Ahriman non rispose. L'auto correva veloce e non sapeva cosa dire. Il resto del viaggio fu piuttosto silenzioso, accompagnato dalle luci dei fari delle auto nella notte. In cielo si vedeva la luna e il mortale le sorrise, felice di rivederla.

L'auto fu lasciata nel parcheggio riservato del Kerigma e Ahriman si mise a correre con entusiasmo verso l'ingresso. I fattorini e le guardie lo fissarono increduli ma lui li ignorò, entrando e dirigendosi verso la reception.

"Azazel!" esclamò, spalancando le braccia.

Il receptionist riagganciò il telefono, rimanendo incredibilmente senza parole mentre il mortale scavalcava il bancone e lo raggiungeva. Il minuto e piccolo Azazel fu facilmente sollevato da Ahriman.

"La vita è bella, Azazel!" rise l'umano, che ignorò le proteste del messaggero e gli allungò perfino un bacio sulla guancia.

Lucifero rientrò in hotel con molta più calma, mentre i dipendenti demoniaci del Kerigma si radunavano attorno ad Ahriman per salutarlo. Azazel, ormai libero, tentò di ricomporsi al meglio e incrociò lo sguardo del proprio capo.

"Merda, avete un aspetto orribile" commentò, sistemando il papillon della divisa.
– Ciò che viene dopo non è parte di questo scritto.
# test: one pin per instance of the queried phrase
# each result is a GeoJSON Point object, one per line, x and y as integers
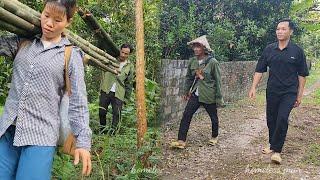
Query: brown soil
{"type": "Point", "coordinates": [243, 134]}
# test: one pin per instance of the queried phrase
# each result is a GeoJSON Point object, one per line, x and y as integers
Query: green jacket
{"type": "Point", "coordinates": [210, 87]}
{"type": "Point", "coordinates": [124, 83]}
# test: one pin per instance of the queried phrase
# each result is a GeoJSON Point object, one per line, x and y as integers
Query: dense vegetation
{"type": "Point", "coordinates": [237, 30]}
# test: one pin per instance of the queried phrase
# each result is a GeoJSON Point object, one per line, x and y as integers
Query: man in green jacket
{"type": "Point", "coordinates": [116, 89]}
{"type": "Point", "coordinates": [202, 88]}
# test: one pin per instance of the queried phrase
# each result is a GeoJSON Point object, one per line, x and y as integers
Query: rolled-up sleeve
{"type": "Point", "coordinates": [78, 105]}
{"type": "Point", "coordinates": [302, 67]}
{"type": "Point", "coordinates": [9, 45]}
{"type": "Point", "coordinates": [262, 62]}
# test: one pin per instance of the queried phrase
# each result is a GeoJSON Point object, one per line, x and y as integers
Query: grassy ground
{"type": "Point", "coordinates": [238, 153]}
"Anch'io sono felice di rivederti, Azazel" ghignò Lucifero "Mia moglie è qui?".

"No. Da quando siete andato via, sta praticamente sempre con le bambine e il resto dei vostri figli".

"E Lilith?".

"È nel vostro universo, anche lei. Ancora in maternità".

"Capisco... Qui tutto ok?".

"Alti e bassi ma direi tutto bene. Espero e Najira si sono rivelati provvidenziali in certe occasioni. Immagino avrete modo di farvi raccontare...".

"Immagino di sì...".

"Però davvero non avete un bell'aspetto. Che è successo? Come avete fatto a riportarlo in vita?".

"Avrò modo di raccontartelo. Ora scusami, ma voglio tornare a casa mia".

"Comprensibile. È... bello rivedervi, boss. Vale per entrambi!".

"Che tu ci creda o no, vale lo stesso anche per me!".